| HN Mirror

GPUs are TERRIBLE at executing code with tons of branches.

Basically, GPUs execute instructions in lockstep groups of threads. Each group executes the same instruction at the same time. If there's a conditional, and only some of the threads in a group have a state that satisfies the condition, then the group is split and the paths are executed in serial rather than parallel. The threads following the "true" path execute while the threads that need to take the "false" path sit idle. Once the "true" threads complete, they sit idle while the "false" threads execute. Only once both threads complete do they reconverge and continue.

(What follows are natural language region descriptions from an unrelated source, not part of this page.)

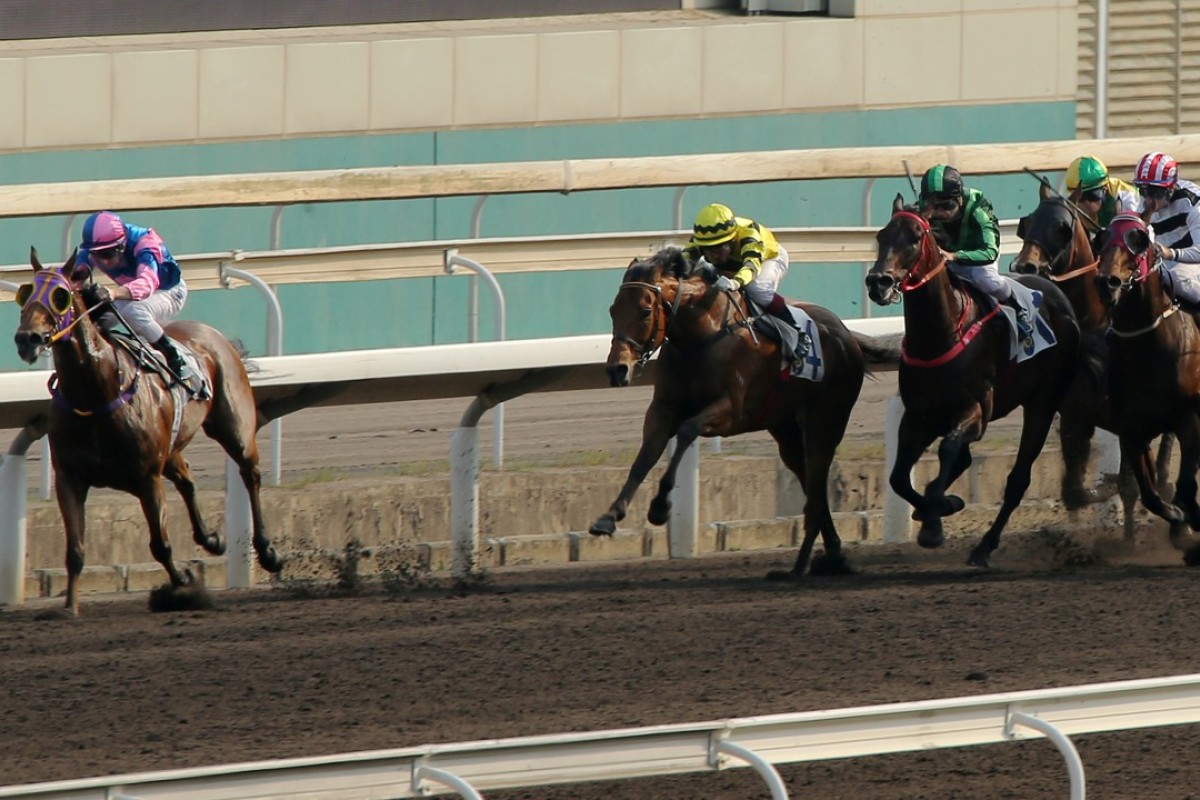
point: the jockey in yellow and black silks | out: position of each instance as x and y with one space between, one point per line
745 256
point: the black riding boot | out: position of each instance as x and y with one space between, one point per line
1024 324
174 359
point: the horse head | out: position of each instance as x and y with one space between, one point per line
49 308
1054 240
1126 260
907 257
652 294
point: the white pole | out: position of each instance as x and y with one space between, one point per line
897 512
683 527
465 499
12 529
238 529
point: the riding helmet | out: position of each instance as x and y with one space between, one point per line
1086 173
102 230
1157 169
941 180
715 224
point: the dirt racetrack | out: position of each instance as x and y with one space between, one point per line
281 673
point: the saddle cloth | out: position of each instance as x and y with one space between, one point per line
1043 337
811 366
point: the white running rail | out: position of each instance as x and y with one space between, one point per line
469 768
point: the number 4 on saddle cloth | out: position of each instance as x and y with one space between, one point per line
802 356
1042 337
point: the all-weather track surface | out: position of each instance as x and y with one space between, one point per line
271 674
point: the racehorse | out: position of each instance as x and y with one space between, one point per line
1056 246
113 422
718 378
957 373
1153 372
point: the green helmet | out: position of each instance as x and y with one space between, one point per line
941 180
1086 173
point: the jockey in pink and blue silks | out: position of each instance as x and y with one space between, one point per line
150 288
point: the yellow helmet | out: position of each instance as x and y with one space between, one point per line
1086 173
714 226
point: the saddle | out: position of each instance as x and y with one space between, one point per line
149 359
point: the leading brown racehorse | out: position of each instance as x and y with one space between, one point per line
957 373
113 421
1153 372
719 378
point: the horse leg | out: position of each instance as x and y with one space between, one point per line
235 434
657 432
180 474
1135 452
72 495
153 498
660 505
1033 438
910 444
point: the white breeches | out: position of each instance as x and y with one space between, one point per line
987 277
147 317
763 288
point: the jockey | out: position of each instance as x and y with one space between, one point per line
1099 194
150 288
1175 222
745 254
967 232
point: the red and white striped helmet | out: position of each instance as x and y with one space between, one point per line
1157 169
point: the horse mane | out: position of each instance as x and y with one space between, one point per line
669 260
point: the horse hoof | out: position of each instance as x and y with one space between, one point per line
270 560
659 512
978 559
604 527
831 565
930 539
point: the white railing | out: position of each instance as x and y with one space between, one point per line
570 175
761 743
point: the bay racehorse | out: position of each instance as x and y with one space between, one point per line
957 373
719 378
1056 245
115 422
1153 372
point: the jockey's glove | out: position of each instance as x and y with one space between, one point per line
96 294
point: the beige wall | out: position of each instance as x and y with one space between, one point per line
687 64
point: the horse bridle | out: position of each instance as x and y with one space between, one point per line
646 350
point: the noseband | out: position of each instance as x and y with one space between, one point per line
647 349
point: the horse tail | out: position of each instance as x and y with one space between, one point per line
880 350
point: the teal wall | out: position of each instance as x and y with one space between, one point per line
433 311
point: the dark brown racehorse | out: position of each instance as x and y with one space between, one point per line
112 421
957 373
1056 245
717 378
1153 372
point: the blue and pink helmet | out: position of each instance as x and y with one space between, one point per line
102 230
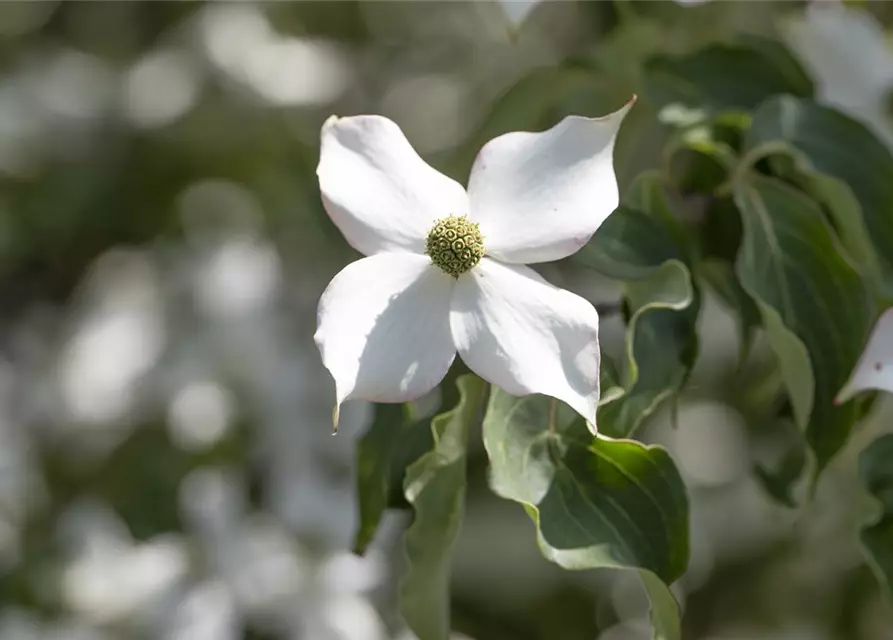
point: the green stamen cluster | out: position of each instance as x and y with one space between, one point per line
455 244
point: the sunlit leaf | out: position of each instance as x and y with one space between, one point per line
641 249
831 145
876 536
435 487
815 308
595 503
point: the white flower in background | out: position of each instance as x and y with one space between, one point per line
445 267
846 50
875 367
517 10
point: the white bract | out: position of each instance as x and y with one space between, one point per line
875 367
445 267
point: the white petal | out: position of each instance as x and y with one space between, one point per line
524 335
376 188
541 196
875 367
383 328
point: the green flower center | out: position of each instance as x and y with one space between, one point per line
455 244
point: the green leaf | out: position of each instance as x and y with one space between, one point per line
435 487
376 453
779 478
391 444
815 307
720 277
661 347
876 472
642 249
595 503
829 145
721 77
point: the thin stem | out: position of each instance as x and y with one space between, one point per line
553 410
609 308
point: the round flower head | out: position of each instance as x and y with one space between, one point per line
445 270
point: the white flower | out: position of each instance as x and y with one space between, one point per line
445 267
846 50
875 367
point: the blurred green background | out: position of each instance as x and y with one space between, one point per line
166 464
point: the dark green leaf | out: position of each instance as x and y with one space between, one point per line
830 145
435 487
816 309
722 77
595 503
876 472
780 476
377 451
641 248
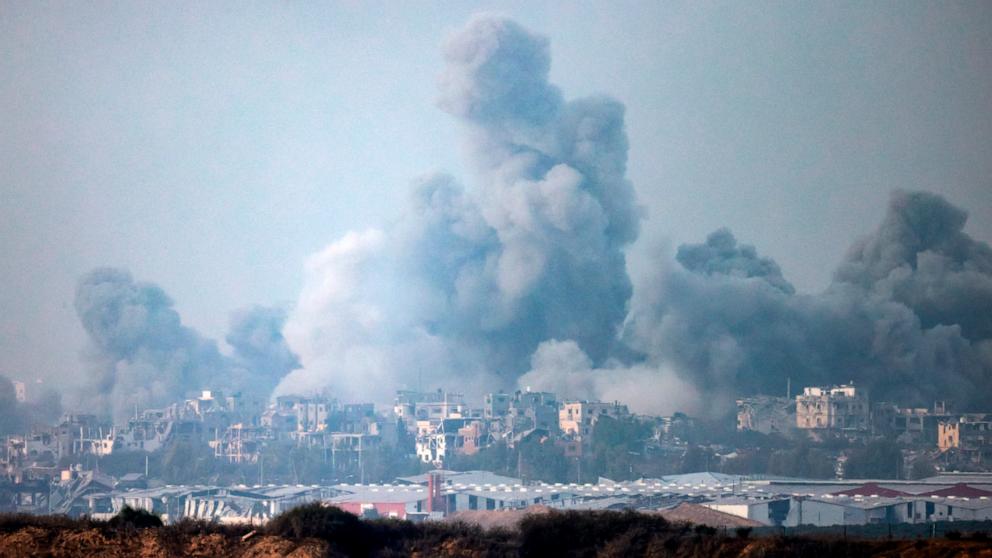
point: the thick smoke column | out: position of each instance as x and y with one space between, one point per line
464 289
522 281
141 354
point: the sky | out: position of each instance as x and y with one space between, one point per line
212 148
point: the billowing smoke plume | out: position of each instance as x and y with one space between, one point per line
893 320
141 354
463 290
521 281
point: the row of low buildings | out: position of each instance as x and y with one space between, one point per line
772 502
846 410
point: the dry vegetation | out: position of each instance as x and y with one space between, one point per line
316 531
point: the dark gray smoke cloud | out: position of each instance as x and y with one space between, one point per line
921 257
521 281
894 319
141 354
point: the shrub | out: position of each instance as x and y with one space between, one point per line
344 531
139 519
579 533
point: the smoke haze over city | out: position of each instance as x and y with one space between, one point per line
539 261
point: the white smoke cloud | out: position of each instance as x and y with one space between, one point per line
522 280
466 286
141 355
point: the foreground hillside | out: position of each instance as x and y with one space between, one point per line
314 531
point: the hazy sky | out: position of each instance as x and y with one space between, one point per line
212 147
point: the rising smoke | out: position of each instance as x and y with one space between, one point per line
468 285
141 355
521 282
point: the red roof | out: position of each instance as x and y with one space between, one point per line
959 490
872 489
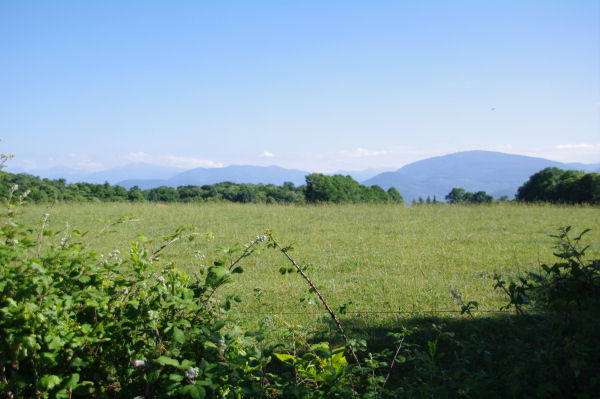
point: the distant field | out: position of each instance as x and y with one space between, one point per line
379 257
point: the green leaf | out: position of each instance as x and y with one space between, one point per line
196 392
284 357
179 335
217 275
72 383
49 381
167 361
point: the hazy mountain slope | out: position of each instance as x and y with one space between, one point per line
132 171
239 174
494 172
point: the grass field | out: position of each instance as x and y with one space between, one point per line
381 258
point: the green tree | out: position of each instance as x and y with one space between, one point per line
456 196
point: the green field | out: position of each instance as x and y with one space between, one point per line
382 258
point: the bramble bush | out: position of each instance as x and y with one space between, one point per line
77 323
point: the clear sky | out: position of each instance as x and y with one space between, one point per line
314 85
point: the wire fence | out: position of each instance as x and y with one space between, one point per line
375 312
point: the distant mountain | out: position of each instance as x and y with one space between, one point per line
493 172
132 171
235 174
360 175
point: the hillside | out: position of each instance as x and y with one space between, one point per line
494 172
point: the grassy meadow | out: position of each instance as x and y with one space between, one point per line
381 258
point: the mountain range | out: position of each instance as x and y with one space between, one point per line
494 172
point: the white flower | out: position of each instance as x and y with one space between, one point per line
192 373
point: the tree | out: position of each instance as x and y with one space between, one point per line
541 186
456 196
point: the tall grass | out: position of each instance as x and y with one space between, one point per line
379 257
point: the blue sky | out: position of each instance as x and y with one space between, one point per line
313 85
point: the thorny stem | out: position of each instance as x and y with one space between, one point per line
171 241
314 288
393 361
44 221
246 253
106 227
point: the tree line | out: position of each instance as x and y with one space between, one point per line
552 185
561 186
318 188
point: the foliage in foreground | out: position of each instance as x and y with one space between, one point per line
75 323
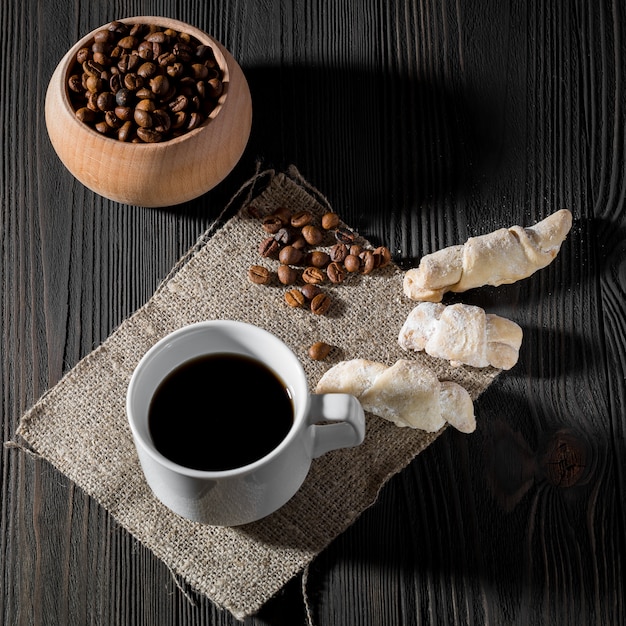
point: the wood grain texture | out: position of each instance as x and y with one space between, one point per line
424 122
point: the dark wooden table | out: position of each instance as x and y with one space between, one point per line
424 123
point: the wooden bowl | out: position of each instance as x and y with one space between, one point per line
152 174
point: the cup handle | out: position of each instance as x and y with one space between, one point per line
347 422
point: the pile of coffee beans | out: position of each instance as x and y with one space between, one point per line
296 240
142 83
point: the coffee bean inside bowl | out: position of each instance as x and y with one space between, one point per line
144 83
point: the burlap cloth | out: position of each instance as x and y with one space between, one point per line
80 424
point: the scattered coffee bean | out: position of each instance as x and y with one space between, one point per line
269 247
330 220
320 304
299 242
259 275
335 272
383 255
345 235
318 258
127 65
301 218
287 275
339 252
291 238
352 263
368 262
284 236
290 256
310 291
272 224
284 214
313 275
319 350
294 298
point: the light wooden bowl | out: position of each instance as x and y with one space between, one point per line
157 174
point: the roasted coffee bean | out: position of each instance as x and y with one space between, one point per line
312 234
287 275
179 119
161 121
284 236
157 37
352 263
383 255
125 97
175 70
142 118
299 243
149 135
91 68
310 291
320 304
146 105
259 275
294 298
317 258
339 252
368 262
128 43
160 85
272 224
147 70
136 62
75 83
301 218
124 113
291 256
83 55
125 132
319 350
194 120
106 101
269 247
133 81
94 84
313 275
336 272
85 115
330 220
345 235
112 120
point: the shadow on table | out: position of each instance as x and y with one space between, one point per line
380 142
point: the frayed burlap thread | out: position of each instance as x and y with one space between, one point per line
80 424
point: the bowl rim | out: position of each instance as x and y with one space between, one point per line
68 61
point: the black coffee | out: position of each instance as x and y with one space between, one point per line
218 412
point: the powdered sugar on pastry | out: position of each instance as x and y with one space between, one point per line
497 258
462 334
408 393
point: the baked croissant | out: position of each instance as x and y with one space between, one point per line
462 334
501 257
407 393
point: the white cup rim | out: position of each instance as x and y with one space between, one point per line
148 446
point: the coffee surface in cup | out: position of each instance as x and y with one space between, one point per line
219 411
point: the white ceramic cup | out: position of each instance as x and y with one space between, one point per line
248 493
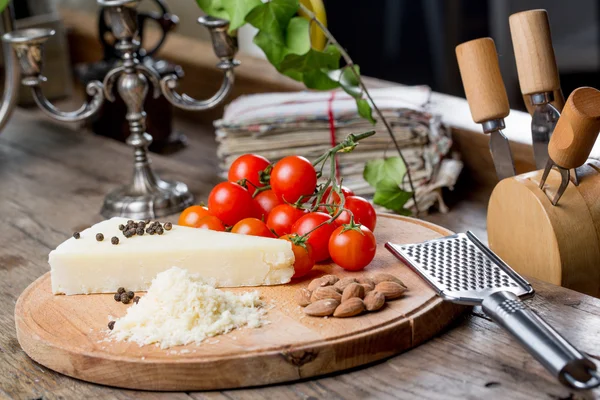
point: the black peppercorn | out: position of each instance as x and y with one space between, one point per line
125 298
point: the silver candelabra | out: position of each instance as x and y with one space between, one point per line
146 196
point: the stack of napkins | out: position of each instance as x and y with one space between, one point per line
309 123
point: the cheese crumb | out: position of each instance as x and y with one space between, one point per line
180 308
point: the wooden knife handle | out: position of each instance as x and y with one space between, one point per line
532 42
480 73
577 129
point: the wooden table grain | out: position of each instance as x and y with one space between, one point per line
52 181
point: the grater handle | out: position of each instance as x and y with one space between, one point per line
553 351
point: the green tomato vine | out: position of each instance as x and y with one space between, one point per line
284 37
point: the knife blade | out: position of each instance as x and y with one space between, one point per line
574 136
486 95
538 75
543 123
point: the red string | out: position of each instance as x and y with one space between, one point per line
332 131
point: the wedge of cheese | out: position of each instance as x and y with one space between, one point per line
85 265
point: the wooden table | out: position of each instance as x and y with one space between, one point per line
52 181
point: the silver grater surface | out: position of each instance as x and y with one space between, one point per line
461 268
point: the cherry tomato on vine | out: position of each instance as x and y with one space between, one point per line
265 202
252 227
304 259
248 166
352 249
335 198
363 212
212 223
282 218
293 177
319 238
230 203
192 215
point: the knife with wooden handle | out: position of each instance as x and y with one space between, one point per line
574 136
486 95
538 75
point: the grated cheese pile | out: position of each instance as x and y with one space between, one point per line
180 308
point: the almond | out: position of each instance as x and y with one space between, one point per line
368 287
374 301
391 290
322 308
303 297
353 290
366 280
330 279
319 282
342 283
349 308
383 277
327 292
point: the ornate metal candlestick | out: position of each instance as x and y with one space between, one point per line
146 196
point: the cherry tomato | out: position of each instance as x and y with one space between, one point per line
248 167
303 254
252 227
363 212
265 202
352 249
335 198
192 215
230 203
212 223
293 177
318 239
282 218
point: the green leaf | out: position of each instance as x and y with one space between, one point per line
364 110
297 37
392 169
272 20
389 195
311 60
318 80
213 8
237 10
348 80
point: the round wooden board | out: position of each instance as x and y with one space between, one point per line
67 333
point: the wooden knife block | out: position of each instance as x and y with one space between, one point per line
557 244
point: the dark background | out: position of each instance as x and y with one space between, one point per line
412 42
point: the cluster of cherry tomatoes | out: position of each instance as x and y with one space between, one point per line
279 201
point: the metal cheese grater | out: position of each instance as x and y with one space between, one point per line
463 270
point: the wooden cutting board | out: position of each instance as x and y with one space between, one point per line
67 333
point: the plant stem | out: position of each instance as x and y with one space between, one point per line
350 63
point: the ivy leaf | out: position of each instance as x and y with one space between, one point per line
392 168
389 195
237 11
364 110
272 20
213 8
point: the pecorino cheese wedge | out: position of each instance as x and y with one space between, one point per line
86 265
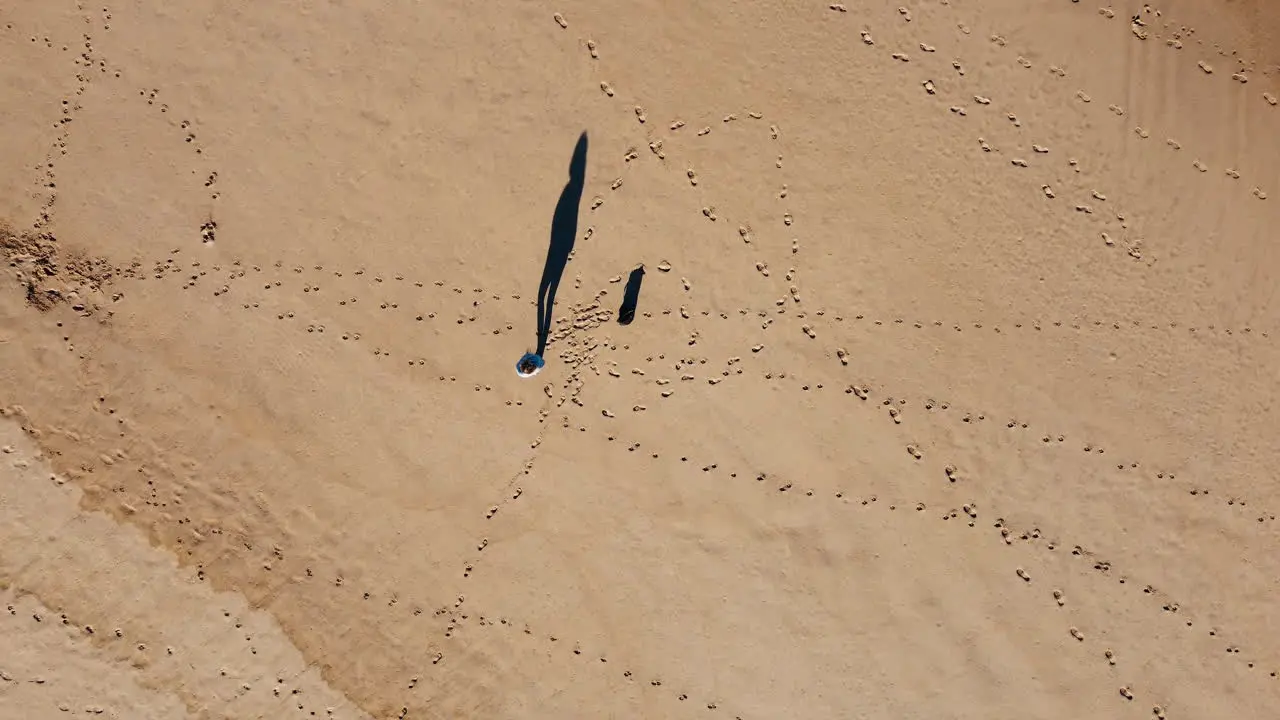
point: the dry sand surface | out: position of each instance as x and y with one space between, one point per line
950 392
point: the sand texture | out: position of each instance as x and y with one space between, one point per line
900 361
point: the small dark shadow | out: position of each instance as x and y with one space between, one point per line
563 235
631 296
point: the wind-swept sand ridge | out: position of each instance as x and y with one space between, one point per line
949 390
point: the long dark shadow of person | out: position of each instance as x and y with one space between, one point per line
563 235
631 297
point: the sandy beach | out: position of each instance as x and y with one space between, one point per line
899 361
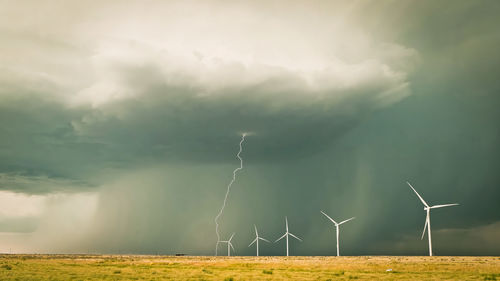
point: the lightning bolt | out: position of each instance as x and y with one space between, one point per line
227 192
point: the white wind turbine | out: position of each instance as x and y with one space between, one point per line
286 235
229 245
256 240
427 208
337 228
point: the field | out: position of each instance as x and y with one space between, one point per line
92 267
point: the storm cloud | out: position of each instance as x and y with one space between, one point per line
131 113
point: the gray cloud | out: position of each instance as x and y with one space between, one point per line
143 108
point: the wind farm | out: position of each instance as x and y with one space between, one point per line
249 140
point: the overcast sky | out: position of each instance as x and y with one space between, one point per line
120 123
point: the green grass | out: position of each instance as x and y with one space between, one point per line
86 267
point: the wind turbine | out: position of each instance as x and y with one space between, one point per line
229 245
427 224
287 233
256 240
337 228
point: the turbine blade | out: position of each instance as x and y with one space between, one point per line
346 220
445 205
281 237
264 239
328 217
425 226
255 240
421 199
295 237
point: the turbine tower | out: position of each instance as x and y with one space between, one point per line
337 228
427 224
229 245
256 240
287 233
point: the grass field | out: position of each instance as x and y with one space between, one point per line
90 267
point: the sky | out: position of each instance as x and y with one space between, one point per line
120 122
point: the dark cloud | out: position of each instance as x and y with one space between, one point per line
340 118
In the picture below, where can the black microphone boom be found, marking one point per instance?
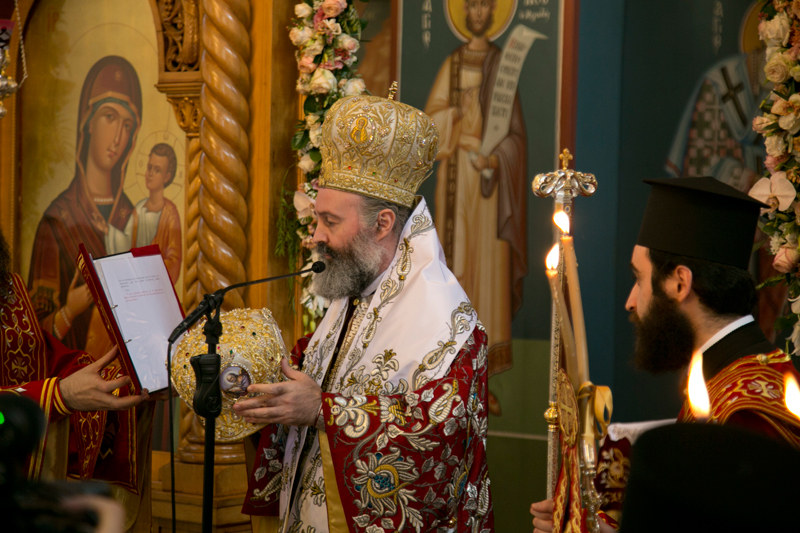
(204, 306)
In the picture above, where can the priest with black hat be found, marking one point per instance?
(692, 292)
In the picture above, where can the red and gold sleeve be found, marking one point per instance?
(46, 393)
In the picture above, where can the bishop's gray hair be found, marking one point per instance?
(371, 208)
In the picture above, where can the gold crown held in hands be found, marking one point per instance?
(377, 147)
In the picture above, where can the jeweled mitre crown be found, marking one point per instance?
(377, 147)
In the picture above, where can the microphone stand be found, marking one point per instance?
(207, 401)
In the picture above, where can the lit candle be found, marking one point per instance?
(791, 394)
(571, 271)
(698, 393)
(567, 336)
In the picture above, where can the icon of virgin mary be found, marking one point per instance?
(93, 209)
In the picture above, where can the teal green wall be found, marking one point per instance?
(517, 444)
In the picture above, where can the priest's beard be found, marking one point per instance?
(664, 336)
(350, 270)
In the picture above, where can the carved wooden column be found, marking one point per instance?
(204, 47)
(225, 146)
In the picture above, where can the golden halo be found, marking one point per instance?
(748, 32)
(457, 18)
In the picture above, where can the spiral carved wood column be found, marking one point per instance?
(192, 292)
(225, 147)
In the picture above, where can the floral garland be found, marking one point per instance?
(327, 35)
(780, 125)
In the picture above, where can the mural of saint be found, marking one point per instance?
(93, 210)
(481, 201)
(715, 137)
(155, 219)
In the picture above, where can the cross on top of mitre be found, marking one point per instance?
(564, 181)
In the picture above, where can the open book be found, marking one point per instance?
(139, 306)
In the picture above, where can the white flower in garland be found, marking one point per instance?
(327, 35)
(776, 191)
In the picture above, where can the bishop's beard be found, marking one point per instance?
(350, 270)
(664, 336)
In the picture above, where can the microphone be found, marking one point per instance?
(204, 306)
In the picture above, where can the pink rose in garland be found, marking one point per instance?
(786, 259)
(306, 64)
(776, 191)
(333, 8)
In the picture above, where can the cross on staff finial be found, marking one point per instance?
(564, 182)
(565, 158)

They're designed this way because it greatly simplifies the hardware. You don't need huge branch predictors or out-of-order execution engines, and it allows you to create a processor with thousands of cores (The RTX 5090 has over 24,000 CUDA cores!) without needing thousands of instruction decoders, which would be necessary to allow each core to do its own thing.

There ARE ways to work around this. For example, it can sometimes be faster to compute BOTH sides of a branch, but then merely apply the "if" on which result to select. Then, each thread would merely need to apply an assignment, so the stalls only last for an instruction or two.

Of course, it's worth noting that this non-optimal behavior is only an issue with divergent branches. If every thread decides the "if" is true, there's no performance penalty.